Contenzioso

L’utilizzo abusivo del telefono cellulare aziendale legittima il licenziamento per giusta causa

di Elena Cannone e Vittorio De Luca


La sezione lavoro della Corte di cassazione, con la sentenza n. 4262 del 17 febbraio 2017, ha affrontato il tema della legittimità del licenziamento per giusta causa intimato ad un dipendente con qualifica di quadro per uso personale dell'utenza telefonica mobile intestata al datore di lavoro e concessa in dotazione per ragioni di servizio. Nel caso di specie il lavoratore è stato licenziato per avere effettuato con il telefono cellulare aziendale oltre mille telefonate per motivi personali. Nell'impugnare giudizialmente il licenziamento disciplinare, il lavoratore ha, tra i vari motivi, lamentato la violazione dell'articolo 4 (che disciplina i limiti del controllo a distanza dell'attività dei lavoratori) e dell'articolo 8 (divieto di indagini sulle opinioni) della legge 300/70, oltre che della normativa in materia di trattamento dei dati personali di cui al dlgs 196/2003.
La Cassazione, ritenendo corretta la decisione dei giudici di merito, ha escluso l'asserita violazione dell'articolo 4 dello Statuto dei lavoratori sull'assunto che la fattispecie sottoposta al suo esame esula dal campo di applicazione di tale articolo. Ciò in quanto il datore di lavoro, per accertare la condotta illecita del dipendente, non ha fatto uso di impianti audiovisivi o altre apparecchiature preordinate al controllo a distanza dell'attività lavorativa, bensì delle risultanze emerse dai tabulati del traffico telefonico.
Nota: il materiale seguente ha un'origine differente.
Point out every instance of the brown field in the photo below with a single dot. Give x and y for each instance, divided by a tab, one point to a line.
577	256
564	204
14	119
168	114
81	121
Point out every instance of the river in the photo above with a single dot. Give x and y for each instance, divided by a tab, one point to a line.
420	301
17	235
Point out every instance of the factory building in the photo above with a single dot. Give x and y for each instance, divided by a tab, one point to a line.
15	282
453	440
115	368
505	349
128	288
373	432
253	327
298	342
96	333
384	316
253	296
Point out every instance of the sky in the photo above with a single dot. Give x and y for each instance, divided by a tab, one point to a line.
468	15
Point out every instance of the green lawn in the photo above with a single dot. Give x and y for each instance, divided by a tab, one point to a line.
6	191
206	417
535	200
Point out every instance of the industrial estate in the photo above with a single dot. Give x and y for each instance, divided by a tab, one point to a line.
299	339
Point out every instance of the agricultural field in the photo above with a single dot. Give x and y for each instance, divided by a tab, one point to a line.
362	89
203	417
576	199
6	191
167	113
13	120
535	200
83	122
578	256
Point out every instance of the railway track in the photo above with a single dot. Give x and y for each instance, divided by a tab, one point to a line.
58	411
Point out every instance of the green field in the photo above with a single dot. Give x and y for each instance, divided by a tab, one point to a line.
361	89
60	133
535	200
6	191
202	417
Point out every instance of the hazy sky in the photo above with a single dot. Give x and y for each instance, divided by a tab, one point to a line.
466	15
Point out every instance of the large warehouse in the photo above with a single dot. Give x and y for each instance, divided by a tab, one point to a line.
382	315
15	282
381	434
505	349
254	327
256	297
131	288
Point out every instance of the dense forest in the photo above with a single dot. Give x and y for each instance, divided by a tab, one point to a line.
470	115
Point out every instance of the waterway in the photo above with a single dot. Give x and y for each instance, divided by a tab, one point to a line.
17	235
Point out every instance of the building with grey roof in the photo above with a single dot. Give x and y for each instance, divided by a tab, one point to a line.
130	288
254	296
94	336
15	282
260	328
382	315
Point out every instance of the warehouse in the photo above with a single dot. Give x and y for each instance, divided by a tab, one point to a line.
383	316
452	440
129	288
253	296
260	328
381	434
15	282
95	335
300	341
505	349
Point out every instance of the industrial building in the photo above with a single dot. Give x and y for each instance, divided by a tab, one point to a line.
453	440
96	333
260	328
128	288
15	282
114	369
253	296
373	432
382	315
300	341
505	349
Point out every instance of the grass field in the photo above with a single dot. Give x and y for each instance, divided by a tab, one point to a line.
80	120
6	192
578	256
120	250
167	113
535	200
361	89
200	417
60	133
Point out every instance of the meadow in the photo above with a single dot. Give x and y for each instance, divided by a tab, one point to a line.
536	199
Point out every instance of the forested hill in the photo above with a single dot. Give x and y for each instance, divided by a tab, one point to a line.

La disposizione in esame, infatti, non preclude al datore di lavoro di utilizzare i tabulati telefonici per provare un illecito del proprio dipendente.
La Corte ha, altresì, considerato infondata l'eccezione relativa alla violazione dell'articolo 8 dello Statuto dei Lavoratori che impone al datore di lavoro, sia ai fini dell'assunzione, sia nel corso del rapporto di lavoro, di non effettuare indagini sulle opinioni politiche, religiose e sindacali del lavoratore, nonché su fatti non rilevanti ai fini della valutazione della sua attitudine professionale. Ciò in quanto, a parere della Cassazione, non è stato violato alcun diritto alla riservatezza del dipendente. Dai tabulati telefonici emergevano, sempre secondo i giudici di legittimità, solo i contatti eseguiti con il telefono cellulare in dotazione; dagli stessi non si poteva risalire né al nome dell'interlocutore, né tanto meno conoscere il contenuto della conversazioni intercorse.
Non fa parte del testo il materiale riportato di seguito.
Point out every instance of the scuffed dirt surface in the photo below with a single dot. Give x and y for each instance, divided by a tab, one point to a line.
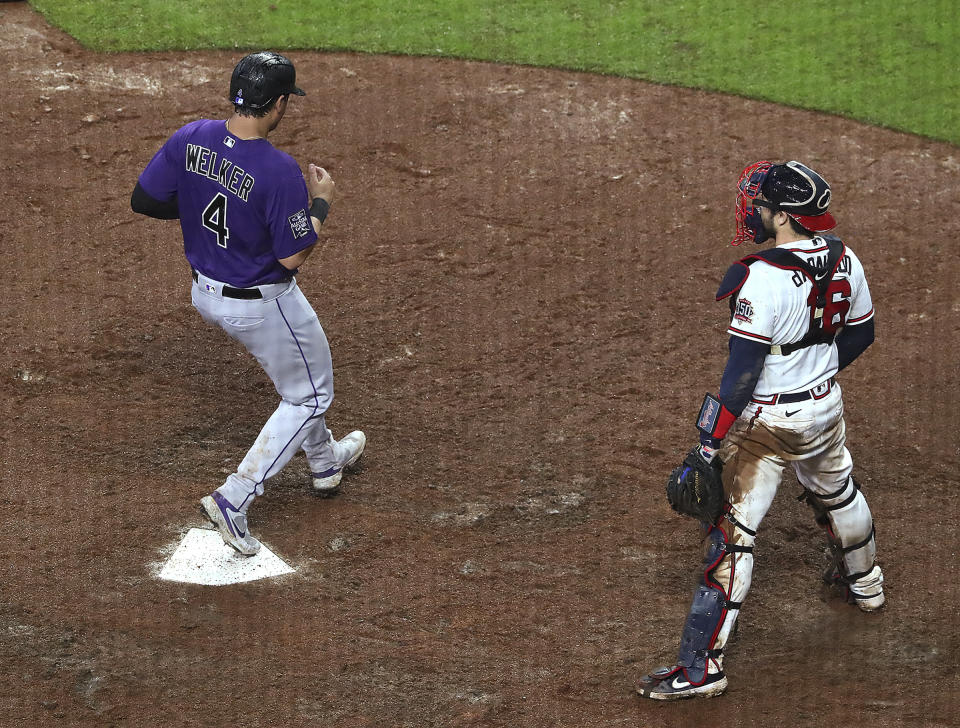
517	284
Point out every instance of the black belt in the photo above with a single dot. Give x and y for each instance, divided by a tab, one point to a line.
818	392
231	292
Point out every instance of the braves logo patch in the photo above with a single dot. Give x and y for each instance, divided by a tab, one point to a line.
299	225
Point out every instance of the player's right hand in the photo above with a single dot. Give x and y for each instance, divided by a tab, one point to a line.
320	183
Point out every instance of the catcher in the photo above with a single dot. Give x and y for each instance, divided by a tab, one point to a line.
800	312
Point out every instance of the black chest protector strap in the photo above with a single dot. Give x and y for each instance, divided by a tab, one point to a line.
819	275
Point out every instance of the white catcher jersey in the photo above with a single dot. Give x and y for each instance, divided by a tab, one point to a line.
775	306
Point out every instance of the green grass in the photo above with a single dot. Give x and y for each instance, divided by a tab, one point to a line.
887	62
In sostanza, secondo la Corte, nel caso in esame “non possono dirsi violati gli articoli 4 e 8 dello Statuto dei lavoratori, essendo del tutto legittimo che parte datoriale, nel controllo di gestione della sua attività, possa rilevare anomalie nell'uso dei beni concessi in dotazione ai propri dipendenti, come ad esempio i telefoni cellulari, dai cui tabulati, relativi al traffico voce o dati (trasmessi unitamente alle relative fatturazioni, peraltro con debite omissioni ed opportuni mascheramenti) emergano stranezze tali da poter indurre a ritenere abusi da parte degli affidatari”. Da ciò ne consegue che non vi sia stata neanche alcuna violazione della normativa dettata in materia di trattamento dei dati personali.
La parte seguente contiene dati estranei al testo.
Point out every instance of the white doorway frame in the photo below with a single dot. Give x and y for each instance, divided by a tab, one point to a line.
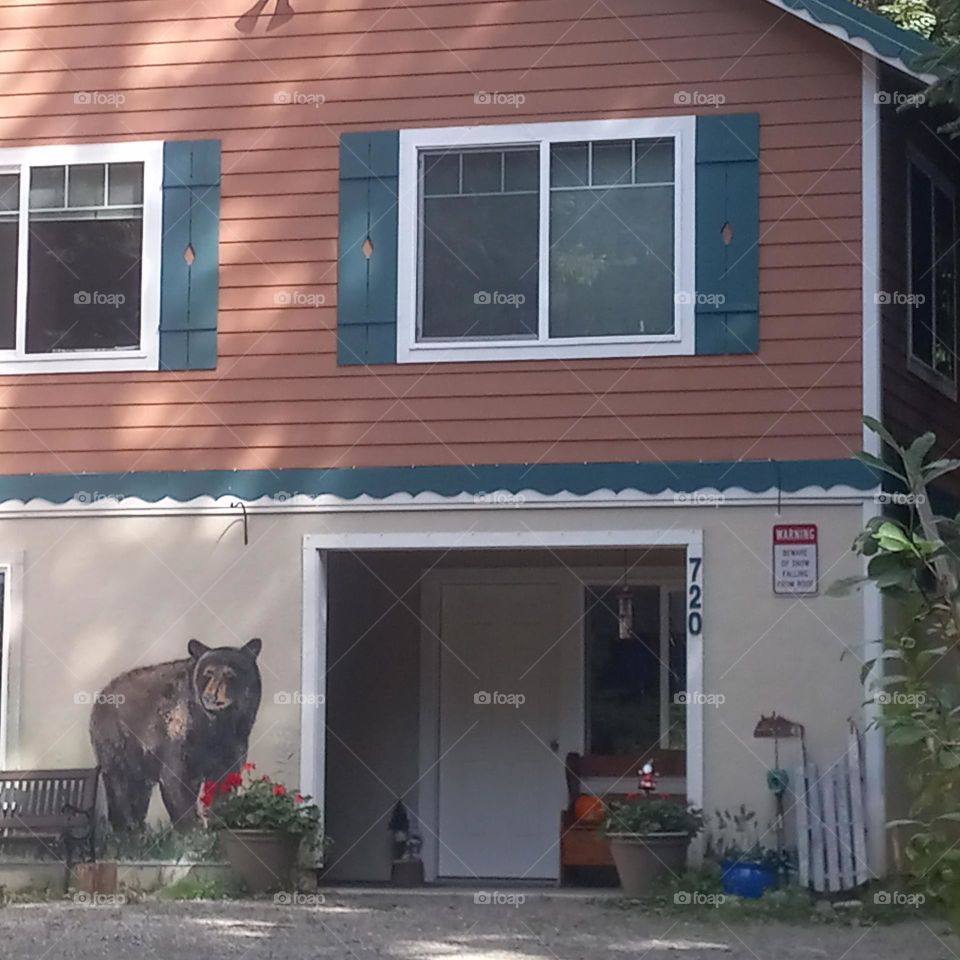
521	536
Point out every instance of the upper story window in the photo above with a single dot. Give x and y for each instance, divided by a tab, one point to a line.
933	278
547	240
79	257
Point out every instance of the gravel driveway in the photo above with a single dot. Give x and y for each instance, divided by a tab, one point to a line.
356	926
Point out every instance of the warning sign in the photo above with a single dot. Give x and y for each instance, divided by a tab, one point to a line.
795	559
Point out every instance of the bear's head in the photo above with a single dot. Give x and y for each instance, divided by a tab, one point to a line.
225	677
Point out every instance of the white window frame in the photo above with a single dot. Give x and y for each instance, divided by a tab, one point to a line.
917	366
681	342
147	355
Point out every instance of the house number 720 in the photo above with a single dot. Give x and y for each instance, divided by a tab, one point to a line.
695	597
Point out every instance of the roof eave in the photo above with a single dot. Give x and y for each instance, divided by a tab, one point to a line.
919	44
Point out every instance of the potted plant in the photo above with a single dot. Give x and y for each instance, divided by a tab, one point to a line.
648	838
261	826
748	868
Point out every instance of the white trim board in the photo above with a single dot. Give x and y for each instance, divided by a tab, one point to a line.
314	621
709	498
873	627
410	349
858	42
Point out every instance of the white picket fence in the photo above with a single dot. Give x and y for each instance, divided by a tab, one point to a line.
831	832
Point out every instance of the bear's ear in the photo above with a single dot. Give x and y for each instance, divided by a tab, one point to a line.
196	649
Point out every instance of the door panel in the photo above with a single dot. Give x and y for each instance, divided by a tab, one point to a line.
501	782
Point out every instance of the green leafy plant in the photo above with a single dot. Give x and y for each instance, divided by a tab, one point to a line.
646	815
244	801
737	837
914	561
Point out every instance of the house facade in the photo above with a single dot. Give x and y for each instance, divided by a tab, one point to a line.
500	365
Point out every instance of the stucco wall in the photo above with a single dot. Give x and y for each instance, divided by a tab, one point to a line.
101	595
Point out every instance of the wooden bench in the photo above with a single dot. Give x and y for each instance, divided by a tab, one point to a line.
44	804
584	852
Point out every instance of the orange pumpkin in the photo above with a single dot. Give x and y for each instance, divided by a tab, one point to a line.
588	809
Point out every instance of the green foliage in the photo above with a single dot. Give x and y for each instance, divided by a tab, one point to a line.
646	815
915	563
923	16
200	888
246	802
160	842
737	836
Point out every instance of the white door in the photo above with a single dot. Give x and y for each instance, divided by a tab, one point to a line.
501	775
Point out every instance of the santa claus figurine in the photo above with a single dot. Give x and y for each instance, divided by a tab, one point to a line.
648	779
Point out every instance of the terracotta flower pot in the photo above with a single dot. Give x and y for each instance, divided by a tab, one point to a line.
264	860
644	859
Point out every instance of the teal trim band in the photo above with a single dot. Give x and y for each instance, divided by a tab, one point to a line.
882	34
579	479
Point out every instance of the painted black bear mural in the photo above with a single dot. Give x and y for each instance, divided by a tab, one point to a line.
174	724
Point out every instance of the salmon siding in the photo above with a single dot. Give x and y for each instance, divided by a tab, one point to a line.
279	101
La Cassazione ha quindi rigettato l'impugnazione proposta dal lavoratore e confermato la piena legittimità del licenziamento intimato, considerando del tutto proporzionale la sanzione espulsiva del recesso rispetto all'addebito mosso nei suoi confronti, costituente proprio una palese violazione degli obblighi di diligenza, correttezza e buona fede ex articoli 2014 e 2015 codice civile, che sottendono un normale rapporto di lavoro.